In those moments of trial and pain, many of us, if we are persons with a spiritual faith, question whether or not God is real. We may come to believe that we are being punished for some sin or that he is causing our trouble and pain in order to accomplish something. I personally believe that everything we experience is part of a cause and effect cycle, even if we can’t identify the cause.
The initiating cause doesn’t have to be ours, it can be that of someone or something else, we just happen to get caught in the effect. It is especially in those times when we can’t identify the cause that we may think we have been abandoned by God, believing that he should have protected us against and rescued us from the painful situation.
The reality is that we have a God of redemption and restoration, as well as a God of salvation, refuge, and protection. This means that those crisis moments can lead to us spiraling and spinning into a life of crisis and reactivity. We can feel shattered and completely broken. We may feel as if we’ve lost everything and have no reason to move forward. We wonder why God did this to us or allowed it to happen.
My experience has been that he is present all the time, including in those moments of painful crisis when we feel lost and alone.
Last week, I shared with you about one of those times for me. It was a brief overview of one of the defining relationships in my life and a time fraught with crisis moments, culminating in a near death experience. You can read about it here.
A brief recap: When I was 16, I was a victim in search of a predator, but didn’t know it. I was seduced and manipulated by a man 14 years older than me. I spent 3 years hitchhiking across the country and living out of cars with him . . . before, during, and after my pregnancy with our son, who was born when I was 17. When I was 19 and our son was two, he almost killed me in front of our son. He stopped at a moment when there was no reason or sanity to intervene. I felt as if there was a second between when I was alive and when I would die. In that second, he got up and moved away.

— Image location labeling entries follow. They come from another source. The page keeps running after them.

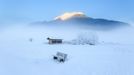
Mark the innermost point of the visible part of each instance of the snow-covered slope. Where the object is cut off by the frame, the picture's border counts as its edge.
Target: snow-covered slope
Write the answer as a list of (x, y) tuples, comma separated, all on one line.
[(18, 56)]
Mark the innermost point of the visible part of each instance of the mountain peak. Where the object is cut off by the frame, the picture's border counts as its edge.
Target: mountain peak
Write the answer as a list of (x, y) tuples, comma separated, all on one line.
[(69, 15)]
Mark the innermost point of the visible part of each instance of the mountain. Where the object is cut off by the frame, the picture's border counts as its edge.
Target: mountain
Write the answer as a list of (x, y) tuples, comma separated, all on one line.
[(81, 20)]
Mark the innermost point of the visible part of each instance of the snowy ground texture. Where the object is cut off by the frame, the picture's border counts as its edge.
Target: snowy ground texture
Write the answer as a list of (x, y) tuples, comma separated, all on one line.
[(114, 55)]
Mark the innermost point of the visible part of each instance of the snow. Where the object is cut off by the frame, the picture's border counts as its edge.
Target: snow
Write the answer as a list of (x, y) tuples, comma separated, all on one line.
[(18, 56)]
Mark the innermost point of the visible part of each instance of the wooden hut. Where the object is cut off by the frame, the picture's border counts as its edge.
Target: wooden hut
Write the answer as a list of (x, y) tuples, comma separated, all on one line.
[(54, 41)]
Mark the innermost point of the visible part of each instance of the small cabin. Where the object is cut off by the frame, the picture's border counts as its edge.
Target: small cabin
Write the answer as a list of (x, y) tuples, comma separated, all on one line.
[(54, 41), (60, 57)]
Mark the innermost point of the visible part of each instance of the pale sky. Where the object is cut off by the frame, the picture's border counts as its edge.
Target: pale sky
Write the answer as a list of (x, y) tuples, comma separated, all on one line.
[(40, 10)]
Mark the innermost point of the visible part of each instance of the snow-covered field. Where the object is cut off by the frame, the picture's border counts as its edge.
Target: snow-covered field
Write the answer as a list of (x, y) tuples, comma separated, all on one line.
[(114, 55)]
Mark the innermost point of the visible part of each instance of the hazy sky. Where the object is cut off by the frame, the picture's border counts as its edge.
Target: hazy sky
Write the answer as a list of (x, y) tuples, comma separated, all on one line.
[(39, 10)]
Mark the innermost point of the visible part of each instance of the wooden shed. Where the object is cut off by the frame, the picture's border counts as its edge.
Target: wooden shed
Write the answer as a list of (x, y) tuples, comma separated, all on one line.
[(54, 41)]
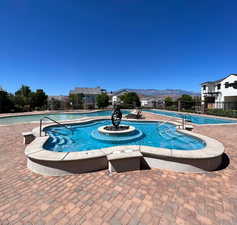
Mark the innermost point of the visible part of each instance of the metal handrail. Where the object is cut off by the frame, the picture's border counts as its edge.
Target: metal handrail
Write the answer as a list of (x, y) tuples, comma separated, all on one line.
[(60, 124)]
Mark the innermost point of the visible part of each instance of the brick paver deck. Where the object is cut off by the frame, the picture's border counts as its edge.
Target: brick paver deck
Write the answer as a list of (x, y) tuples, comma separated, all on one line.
[(149, 197)]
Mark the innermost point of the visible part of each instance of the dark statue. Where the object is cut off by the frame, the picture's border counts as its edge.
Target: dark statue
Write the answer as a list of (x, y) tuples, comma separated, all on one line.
[(116, 117)]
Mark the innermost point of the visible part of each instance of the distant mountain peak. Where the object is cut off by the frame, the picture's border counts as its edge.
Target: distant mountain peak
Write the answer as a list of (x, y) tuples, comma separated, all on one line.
[(163, 92)]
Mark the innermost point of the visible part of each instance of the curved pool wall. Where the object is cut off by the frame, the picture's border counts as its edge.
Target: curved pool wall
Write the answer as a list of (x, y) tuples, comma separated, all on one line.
[(86, 137), (192, 118), (6, 120), (51, 163)]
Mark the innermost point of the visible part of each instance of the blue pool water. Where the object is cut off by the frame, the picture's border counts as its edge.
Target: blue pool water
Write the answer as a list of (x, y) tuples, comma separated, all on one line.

In that previous post, I said that he stopped short of killing me for some reason. I believed then and I believe now, that God was that reason.
There were consequences of that moment. The effects of it weren’t just in me, they were in my son. He was an angry child. I didn’t understand why throughout his childhood. However, once I started my healing process, five years ago, I came to understand that the root of that anger was planted in that moment of crisis.
Several months ago, my son and I had occasion to talk. During that conversation, we touched on his anger and I told him that I knew why he had been so angry as a child and why it continues to affect him. He wanted to know why, so, I told him about that crisis moment when he was two.
About two months later, he called me and told me that he needed to tell me something. He’d experienced a revelation while he’d been in prayer, asking God to show him a more complete picture of what happened and where he had been during the experience. God showed him where He had been in that second between life and death.
My son told me that God showed him that He had been present in my body, my bones, my muscles, my ligaments and tendons, protecting me from the physical effects of the attack. That I had been saved so that I would be here, now, in this moment.
I believed my son, because I knew that there was no earthly reason why his father would have stopped himself and allowed me to escape and get to a place where I could call the police. I just didn’t understand why my life had been saved. I didn’t know what was so special about this time of my life that I would have been saved then so that I could be here now.
Now though, I think it has to do with the career trajectory I’m on. I have a compelling desire to become a Mental Health Peer Support/Wellness Specialist. Not just because of my experience of living with Bipolar II, but also because of the PTSD and how it has manifested in my life. I want to help others navigate through it in ways I never had anyone to help me.
The deep wounding of that event will not be wasted.